The GPU performance? As fast as an Xbox One S! Seriously, Assassin’s Creed Rebellion (now available on iPad, btw) ran at 120fps. Razer must be sweating under the collar.

The iPad Pro was also demoed handling an insane 3GB PSD file with 170 layers and 12,000 x 12,000px resolution – big enough to print on a huge poster. But why print when Adobe’s Project Aero can turn it into an interactive AR presentation. Back to Photoshop, the UI may have been fully reimagined for touch (and Pencil control), but the engine is a port of the full desktop app. The Pencil now supports a double tap gesture that switches between tools in Photoshop and does whatever devs want it to in other apps.

That 3GB file takes up plenty of storage, but thanks to a new memory controller chip, the Pros can have up to 1TB of fast storage. The base models still start at 64GB, though and upgrades aren’t exactly cheap.

The other high-profile accessory for the new iPad Pros is the Folio keyboard. It attaches via magnets again and can hold the tablet at two angles – one for your lap, one for the desk.


The new Smart Keyboard Folio for the iPad Pros
The new Smart Keyboard Folio for the iPad Pros
The new Smart Keyboard Folio for the iPad Pros

The new Smart Keyboard Folio for the iPad Pros

In terms of audio, the new tablets feature four speakers again, but this time they are tweeter/woofer pairs. And there are five microphones so those group FaceTime calls (new in iOS 12.1) will sound crystal clear.

The new iPad Pros are available for pre-order today and ship out on November 7. There are Wi-Fi only and LTE versions (with nanoSIM and eSIM). They come bundled with a fast 18W charger.
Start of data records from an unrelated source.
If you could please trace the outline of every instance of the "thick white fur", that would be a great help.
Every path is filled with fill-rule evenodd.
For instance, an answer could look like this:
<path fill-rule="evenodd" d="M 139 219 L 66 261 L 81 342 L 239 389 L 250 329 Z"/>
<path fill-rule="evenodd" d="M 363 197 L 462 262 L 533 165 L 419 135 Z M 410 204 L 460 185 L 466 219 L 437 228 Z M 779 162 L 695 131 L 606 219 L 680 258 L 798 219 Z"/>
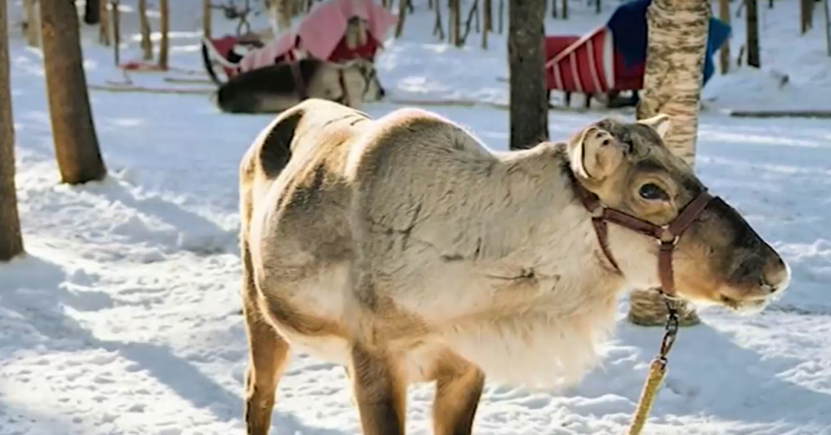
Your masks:
<path fill-rule="evenodd" d="M 414 120 L 435 123 L 411 127 Z M 637 283 L 610 269 L 558 157 L 565 144 L 492 152 L 450 121 L 416 109 L 362 122 L 344 146 L 340 172 L 330 174 L 348 198 L 331 193 L 314 222 L 295 220 L 290 205 L 278 204 L 290 195 L 283 189 L 312 176 L 322 155 L 315 141 L 295 141 L 281 175 L 255 188 L 258 286 L 347 331 L 305 337 L 273 319 L 279 334 L 293 349 L 342 364 L 349 340 L 376 337 L 406 355 L 411 382 L 424 380 L 446 351 L 489 380 L 545 388 L 579 380 L 613 327 L 619 294 L 657 284 L 656 268 L 632 260 L 654 258 L 654 244 L 610 229 L 614 255 Z M 348 232 L 354 258 L 327 263 L 295 235 L 318 230 Z M 308 268 L 315 272 L 291 272 Z M 389 328 L 359 302 L 370 291 L 425 330 L 384 335 Z"/>

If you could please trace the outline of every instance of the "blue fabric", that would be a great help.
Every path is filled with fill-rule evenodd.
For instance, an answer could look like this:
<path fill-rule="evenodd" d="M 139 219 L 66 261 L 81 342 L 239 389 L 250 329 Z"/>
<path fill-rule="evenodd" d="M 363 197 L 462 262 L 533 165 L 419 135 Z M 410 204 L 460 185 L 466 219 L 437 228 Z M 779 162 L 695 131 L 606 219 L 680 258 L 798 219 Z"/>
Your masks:
<path fill-rule="evenodd" d="M 647 59 L 647 7 L 652 0 L 630 0 L 617 7 L 606 27 L 614 37 L 615 51 L 627 66 L 642 63 Z M 713 53 L 730 37 L 730 27 L 717 18 L 710 18 L 706 54 L 704 57 L 704 84 L 715 71 Z"/>

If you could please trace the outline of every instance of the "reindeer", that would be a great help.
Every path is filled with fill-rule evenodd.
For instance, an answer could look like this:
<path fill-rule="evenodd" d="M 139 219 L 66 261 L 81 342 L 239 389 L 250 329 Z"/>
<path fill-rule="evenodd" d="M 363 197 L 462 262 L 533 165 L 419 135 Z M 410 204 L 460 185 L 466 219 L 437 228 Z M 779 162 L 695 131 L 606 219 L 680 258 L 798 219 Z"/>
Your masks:
<path fill-rule="evenodd" d="M 433 433 L 469 434 L 485 379 L 578 382 L 627 289 L 763 309 L 789 268 L 669 128 L 603 119 L 495 152 L 422 110 L 283 111 L 239 168 L 248 433 L 290 350 L 347 368 L 367 435 L 403 434 L 407 386 L 433 381 Z"/>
The 11” model starts at $800 (growing to $1,550 for 1TB of storage). The 12.9” model starts at $1,000 (and goes up to $1,750 for 1TB). Add $150 to those prices if you want LTE. European prices start at €880 and €1,100 for the 11″ and 12.9″ models, LTE is an extra €170. Note that storage choices are pretty granular: 64GB, 256GB, 512GB and 1TB.

If those are too rich for you, the old iPad Pro (10.5”) is still available at a new price of $650.

The new Smart Folio case is $180/€200 for the 11″ model and $200/€220 for the 12.9″ one. The second generations Pencil will set you back $130/€135.